In this tutorial, we will show you how to integrate SageMaker with GitHub. There are some steps that need to be done. We will start with GitHub and the personal access tokens.
Generate a GitHub Personal Access Token
We got to the GitHub account and we click on the Settings.
Then we click on the Developer Settings, then on the Personal access tokens and then on the Generate new token.
Then, on the Note field, we give an explanatory name, we chose the sagemaker, for the expiration date, we chose No expiration, although it is not recommended, then we click on the repo and finally we click on the Generate token.
Once the token is generated, we must copy it and save it.
Add a Git Repo to SageMaker
We enter the AWS Console and we go to SageMaker service. Then we go to Notebook and then to Git repositories and we click on the Add repository button.
Then we land on the following page:
We give a name for the AMZ SageMaker Repo, in our case we named it GitHubExample. In the Git Repository URL, we paste the GitHub repo that we want to integrate, in our case was the https://github.com/pipinho13/sagemaker-github-integration.git. Finally, we choose the Create secret, and we enter the name of the secret that we created in the previous step, i.e. sagemaker, the Username is our GitHub email and the Password is the personal secret that we saved earlier during the first step. If everything is OK you should get this message:
We click on the Add repository and the repository appears in Git repositories.
Integrate Git Repo with SageMaker
At this point, we can create a notebook instance that will be linked with our Git Repo. We go to Notebooks -> Notebook instances -> Create notebook instance.

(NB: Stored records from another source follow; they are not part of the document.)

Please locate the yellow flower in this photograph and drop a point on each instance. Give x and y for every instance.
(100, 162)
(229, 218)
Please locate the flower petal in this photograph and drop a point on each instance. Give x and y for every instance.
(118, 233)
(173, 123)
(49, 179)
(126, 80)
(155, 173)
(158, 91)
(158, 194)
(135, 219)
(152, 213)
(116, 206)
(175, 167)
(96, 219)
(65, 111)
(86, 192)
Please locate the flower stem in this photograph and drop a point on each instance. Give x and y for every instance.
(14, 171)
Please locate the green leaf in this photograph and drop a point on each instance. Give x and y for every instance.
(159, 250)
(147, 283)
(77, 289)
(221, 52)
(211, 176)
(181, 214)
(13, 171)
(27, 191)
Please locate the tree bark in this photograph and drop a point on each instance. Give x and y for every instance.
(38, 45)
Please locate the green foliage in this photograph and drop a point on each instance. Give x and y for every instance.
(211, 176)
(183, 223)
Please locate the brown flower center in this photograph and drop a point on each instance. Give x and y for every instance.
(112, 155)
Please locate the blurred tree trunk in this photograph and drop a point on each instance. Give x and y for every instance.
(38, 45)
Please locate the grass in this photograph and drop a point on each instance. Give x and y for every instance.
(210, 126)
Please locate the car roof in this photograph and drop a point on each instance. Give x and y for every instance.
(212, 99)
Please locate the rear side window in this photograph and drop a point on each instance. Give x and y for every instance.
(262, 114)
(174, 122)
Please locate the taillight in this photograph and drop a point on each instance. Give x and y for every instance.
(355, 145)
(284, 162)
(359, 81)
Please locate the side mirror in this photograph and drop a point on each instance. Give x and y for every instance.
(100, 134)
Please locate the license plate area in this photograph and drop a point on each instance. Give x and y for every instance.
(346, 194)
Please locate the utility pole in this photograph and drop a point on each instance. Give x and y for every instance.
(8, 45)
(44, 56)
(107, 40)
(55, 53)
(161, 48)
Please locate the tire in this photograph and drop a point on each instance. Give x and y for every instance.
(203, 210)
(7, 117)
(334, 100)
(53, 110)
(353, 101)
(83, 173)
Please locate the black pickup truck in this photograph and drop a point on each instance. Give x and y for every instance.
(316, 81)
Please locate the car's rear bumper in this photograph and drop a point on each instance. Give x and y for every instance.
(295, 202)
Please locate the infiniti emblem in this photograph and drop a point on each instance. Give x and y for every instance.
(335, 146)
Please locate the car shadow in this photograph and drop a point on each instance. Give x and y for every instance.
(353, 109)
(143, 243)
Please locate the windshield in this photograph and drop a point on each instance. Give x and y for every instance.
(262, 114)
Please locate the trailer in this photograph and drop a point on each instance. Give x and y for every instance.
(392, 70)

We give an arbitrary name to our Notebook instance, in our case PredictiveHacks and under the Git repositories section, we choose the repository that we just created, the GitHubExample.
Once the Notebook instance is created, we can click on the Open Jupyter Lab.
As we can see, the GitHub repo is integrated and the README.md file appears in our notebook.
Let’s create a new Jupyter Notebook that we will push to the Git Repo. We have created a simple notebook called MyExample.ipynb.
Push to GitHub
Under the Git section on the left, we hover on the file and we click on the plus button.
Finally, it asks us to add the name and the email and we are done. Then we can go to the History section, to see the changes.
If we want to push these changes to the GitHub repo, we click on the circled button that we show below.
Finally, if we go to the GitHub repo we should see the Jupyter notebook.
Close the Notebook Instance
Do not forget to close the Notebook instance since you get charged as long as it is running.
The Key Takeaway
Whenever we work on Data Science projects, it is important to keep track of the changes by using version control. With SageMaker we are able to integrate GitHub and GitLab with our projects.